日本では、前日本銀行総裁、佐々木直 (ささき・ただし) が日本経済の変革と自由化を目的とした五カ年計画の実施を求めた。

前川春雄(まえかわ・はるお)

前川春雄(まえかわ・はるお)


次いで1986年、前日銀総裁・前川春雄が座長を務める経済構造調整研究会が、日本人の生活水準が一層西洋並みになるようはかる経済改革計画 (「10年計画」) を提出した。

この提案によると

「今や我が国は、従来の経済政策及び国民生活のあり方を歴史的に転換させるべき時期を迎えている。かかる転換なくして、我が国の発展はありえない。」

この「前川レポート」を読むとまるでアメリカ通商代表の要望リストのような内容だ。まず行政改革を要求し、官僚の権限を廃止することを求めた。目ざすは、国家の政治体制を構成する全国民の改革であり、戦時経済体制を廃止して、米国型自由市場経済を導入することだ。諮問グループのメンバーで異議を唱えた者達は任を解かれた。

報道関係者のレポートは非常に批判的で、この計画の内容が過激であることを評者達は認めた。あまりにも野心的と思われ、日本の経済、政治、社会体制のあらゆる部分を無差別に変える一つの革命を求めていた。

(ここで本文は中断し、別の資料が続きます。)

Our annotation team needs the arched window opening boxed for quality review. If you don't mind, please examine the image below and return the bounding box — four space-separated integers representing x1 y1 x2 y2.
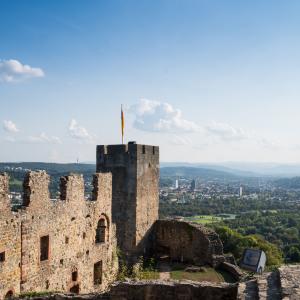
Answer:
4 290 14 299
96 219 107 244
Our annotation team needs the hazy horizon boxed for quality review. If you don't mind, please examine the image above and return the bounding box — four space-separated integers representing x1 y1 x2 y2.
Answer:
0 0 300 164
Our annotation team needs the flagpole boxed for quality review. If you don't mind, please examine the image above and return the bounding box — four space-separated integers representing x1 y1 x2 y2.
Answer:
121 104 124 145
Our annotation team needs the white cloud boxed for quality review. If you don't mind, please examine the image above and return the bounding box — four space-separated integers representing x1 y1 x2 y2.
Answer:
24 132 61 144
5 132 61 144
257 138 281 150
0 59 45 82
205 121 250 141
170 135 193 146
3 120 19 133
69 119 93 140
129 99 199 133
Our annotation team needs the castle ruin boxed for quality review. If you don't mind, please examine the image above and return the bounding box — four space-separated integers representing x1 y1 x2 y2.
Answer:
0 142 224 299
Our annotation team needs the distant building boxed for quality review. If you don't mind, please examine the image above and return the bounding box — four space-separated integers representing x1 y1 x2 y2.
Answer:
239 186 243 197
240 249 267 274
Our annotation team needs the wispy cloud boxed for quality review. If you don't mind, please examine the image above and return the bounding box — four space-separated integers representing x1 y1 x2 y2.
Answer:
205 121 250 141
0 59 45 82
3 120 19 133
4 132 62 144
68 119 93 141
24 132 61 144
129 99 199 133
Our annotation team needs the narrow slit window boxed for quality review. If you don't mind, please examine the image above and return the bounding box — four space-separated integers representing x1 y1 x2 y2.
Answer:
40 235 49 261
96 219 106 244
0 252 5 263
94 261 102 285
72 271 78 281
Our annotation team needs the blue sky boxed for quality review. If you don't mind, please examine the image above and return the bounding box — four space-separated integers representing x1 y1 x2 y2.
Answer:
0 0 300 162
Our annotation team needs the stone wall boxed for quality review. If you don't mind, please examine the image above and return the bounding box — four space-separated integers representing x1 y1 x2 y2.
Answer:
150 220 225 267
13 280 238 300
0 174 21 299
0 171 118 299
97 143 159 254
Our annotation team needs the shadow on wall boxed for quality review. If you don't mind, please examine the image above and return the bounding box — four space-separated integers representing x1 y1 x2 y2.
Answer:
142 220 225 267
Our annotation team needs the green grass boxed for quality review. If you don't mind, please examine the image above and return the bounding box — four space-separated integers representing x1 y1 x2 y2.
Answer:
139 271 159 280
185 214 235 224
170 264 235 283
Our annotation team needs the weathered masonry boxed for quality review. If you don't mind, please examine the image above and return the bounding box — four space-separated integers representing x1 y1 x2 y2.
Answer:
0 171 118 299
96 142 159 255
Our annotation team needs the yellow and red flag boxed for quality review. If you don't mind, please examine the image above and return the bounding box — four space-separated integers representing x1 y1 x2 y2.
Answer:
121 105 125 144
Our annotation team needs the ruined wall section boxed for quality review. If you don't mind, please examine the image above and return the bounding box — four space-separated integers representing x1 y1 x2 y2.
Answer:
152 220 225 267
0 171 118 299
0 174 21 299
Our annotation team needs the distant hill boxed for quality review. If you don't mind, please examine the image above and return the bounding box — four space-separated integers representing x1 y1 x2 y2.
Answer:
160 167 239 180
273 177 300 189
161 162 300 177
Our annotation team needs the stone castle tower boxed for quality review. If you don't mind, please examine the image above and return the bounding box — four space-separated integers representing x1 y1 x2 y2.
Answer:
96 142 159 255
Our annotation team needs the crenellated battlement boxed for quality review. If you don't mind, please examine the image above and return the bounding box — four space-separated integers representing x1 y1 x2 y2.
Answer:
0 171 112 211
0 173 10 211
96 142 159 254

このレポートで何が望まれているかは明らかだったが、これらの目標を達成するやり方について言及がないのはあきれるばかりだった。

レポートで唯一の手掛かりとなるのは、

「これらの推奨事項の実施にあたっては、税制を含む財政・金融政策の役割が重要」

とされている点だった。

    (ニュース映像)
    スクリーンショット 2015-05-12 13.57.30 ヴェルナー:「記録によると、常に日本銀行は日本の体制を完全に廃止し、アメリカ型資本主義を導入するべきだとしてきましたが、 国民がこの考えに賛成するかどうかはまったく別の問題です。」

    「さて次の問題は、どうやってこれを実行するかです。大蔵省 [現・財務省] は戦後期のほとんどの期間、合法的に主導権を握り、官僚機構、政治家、既存のすべてのカルテル等がすでに定着しています。これは古い体制ですが、歴史が教えるところでは体制が根本から変わるのは、危機がある場合に限られます。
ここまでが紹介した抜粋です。